Oct 05 2014
I understand enough about encryption to get myself in trouble, but not much more. I can talk about it intelligently in most cases, but when we get down to the nitty gritty, bit by bit discussion of how encryption works, I want to have someone who’s really an expert explain it to me. Which is why I’m glad that Matthew Green sat down to explain Apple’s claims of new encryption that they can’t open for law enforcement in great detail.
The Too Long; Didn’t Read (I often forget what tl;dr means) version of it is that there is a unique ID that’s hidden deep in the hardware encryption chips on your phone that software doesn’t have access to. This UID is made part of your encryption key through complex algorithms and can’t be pulled out locally or remotely and makes for a strong encryption key that protects your encrypted data. Do keep in mind that not all of the interesting data on your phone is encrypted, there are still nooks and crannies that can be looked at by someone with physical access to the phone. And that some of the most interesting stuff on your phone isn’t what’s on it in many cases; it’s the list of who you’ve called, where you’ve been and the like that they can get from the carrier. That metadata is often at least as important as what’s on your phone, and much easier to get without ever having to even see your phone.

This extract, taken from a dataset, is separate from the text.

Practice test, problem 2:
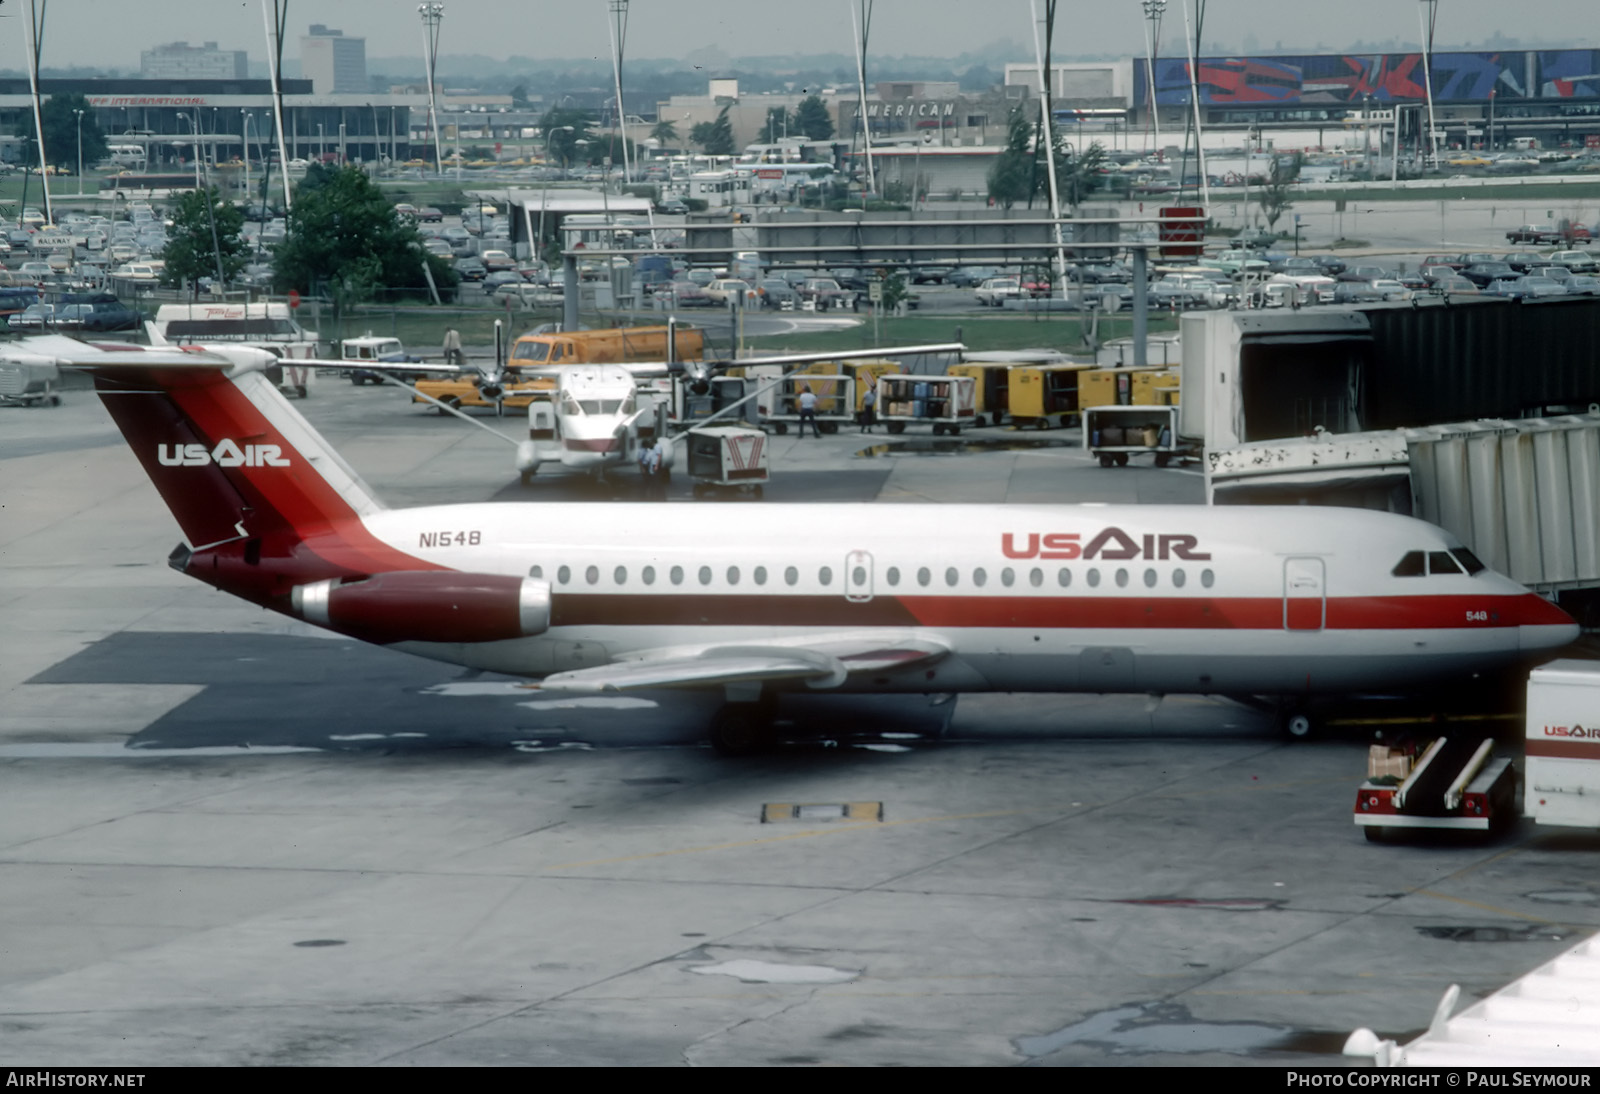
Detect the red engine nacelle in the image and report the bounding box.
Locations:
[291,571,551,644]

I’m personally very glad that Apple (and Android as well) have begun encrypting phones by default. Yes, police need to the ability to get into phones and see what people have been doing on them, but the last two years have shown that this ability has been abused for quite some time. Various governmental officials in the US have decried the move saying they need the ability to catch pedophiles and terrorists. Yet so far the count of cases where the information needed to catch anyone from either of those categories couldn’t be gotten by other means is still in the single digits. At the same time the number of lawsuits against police in the US abusing their ability to get into phones numbers in the hundreds. Do the math and figure out for yourself if it’s worth law enforcement having easy access.
We’ll be seeing more organizations of all types moving encryption, partially to protect users and partially to defend themselves from the negative publicity being open to the police brings. There will be a number of missteps, of poor encryption methodology and cases where people realize they can’t just get their backup from the cloud because they used serious encryption and lost the key. There will be growing pains and there will be examples of guilty people escaping because law enforcement doesn’t have easy access to phone data. But we need to have strong encryption to protect the privacy of average citizens who’ve done nothing more than catch the attention of the wrong person at the wrong time as well. Our privacy is much more delicate and deserving of protection than many in power believe it is.